Nos parents ont choisi les prénoms que nous portons. Savons-nous ce que notre nom veut dire pour nos parents? Savons-nous quelles sont les fonctions, les rôles, les attentes de nos parents. Si nous ignorons les attentes de nos parents, nous ne saurons jamais si nous répondons à leurs attentes.

Jean veut dire : Dieu fait grâce, Dieu est miséricordieux. Les disciples qui suivent Jean Baptiste le prennent pour le Messie. Jean se présente comme le précurseur, celui qui vient avant le Messie. Jean prépare, ouvre la route au Messie à venir et il le fait en donnant le baptême de pénitence. Il est couvert d’une peau de mouton, et se contente de manger des sauterelles. Il n’est pas difficile.

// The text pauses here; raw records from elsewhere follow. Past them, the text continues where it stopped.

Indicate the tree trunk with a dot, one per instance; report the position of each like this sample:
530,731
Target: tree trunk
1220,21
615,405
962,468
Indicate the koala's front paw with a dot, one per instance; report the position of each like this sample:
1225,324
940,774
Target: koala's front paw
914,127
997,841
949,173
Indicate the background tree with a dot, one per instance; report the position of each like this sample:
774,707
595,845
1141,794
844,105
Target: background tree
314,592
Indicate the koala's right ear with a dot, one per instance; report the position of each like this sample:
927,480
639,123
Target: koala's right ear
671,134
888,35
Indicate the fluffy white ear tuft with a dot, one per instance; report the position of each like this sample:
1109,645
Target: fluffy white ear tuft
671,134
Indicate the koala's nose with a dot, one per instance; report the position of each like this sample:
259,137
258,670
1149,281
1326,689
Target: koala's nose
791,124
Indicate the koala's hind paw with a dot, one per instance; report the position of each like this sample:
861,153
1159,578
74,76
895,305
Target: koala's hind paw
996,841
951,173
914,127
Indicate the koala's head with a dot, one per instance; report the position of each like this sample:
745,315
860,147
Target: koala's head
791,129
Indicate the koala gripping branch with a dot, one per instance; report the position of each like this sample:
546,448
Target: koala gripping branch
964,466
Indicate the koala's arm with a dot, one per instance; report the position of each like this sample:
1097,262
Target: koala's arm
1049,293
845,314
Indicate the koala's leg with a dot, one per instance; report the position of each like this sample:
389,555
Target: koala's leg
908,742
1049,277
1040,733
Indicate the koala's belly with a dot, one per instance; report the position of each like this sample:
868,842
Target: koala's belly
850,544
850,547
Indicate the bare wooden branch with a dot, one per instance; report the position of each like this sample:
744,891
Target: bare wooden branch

La Saint-Jean... se fête depuis longtemps dans beaucoup de pays. Elle fête le 24 juin... comme la naissance de Jésus est le 25 décembre, aux solstices d’été et d’hiver. Aux solstices d’été les jours diminuent, à ceux de l’hiver les jours allongent. Il faut que Jean baptiste ouvre la voie à Jésus la Lumière du monde. Il faut que Jean-Baptiste s’efface et que Jésus Lumière du monde croisse.

Ce fut d’abord une fête païenne et agricole... Le soir de la Saint-Jean ça se fête par un feu, les feux de la Saint-Jean. Les européens ont importé cette fête païenne en Amérique... et les canadiens français en ont fait la fête du Québec Français. Certains en ont fait la fête nationale...

Jean Baptiste a été aussi une sorte de messie, précurseur qui, comme Jésus, devait libérer les juifs de la présence des romains... ce fut une fête politique, comme on a voulu en faire une fête politique au Québec.

Nous avons un nom. Nos parents y ont mis des attentes, des projets, un idéal. Savons-nous ce qu’ils attendent, attendaient de nous ? Quand, au travail, dans la rue et on nous appelle par notre nom, quelles sont nos réactions?

Baptisés, on nous a demandé notre nom, on nous a appelés par notre nom, on nous a fait fils/filles du Père, frères et sœurs de Jésus, on nous a oints de l’Esprit, qu’est-ce que ça change dans notre vie, qu’elles sont les attentes, les missions qui nous sont confiées? Que sommes-nous, que sommes appelés à devenir? Sommes-nous ce que nous avons à être? Bonne St Jean-Baptiste, bonne fête nationale!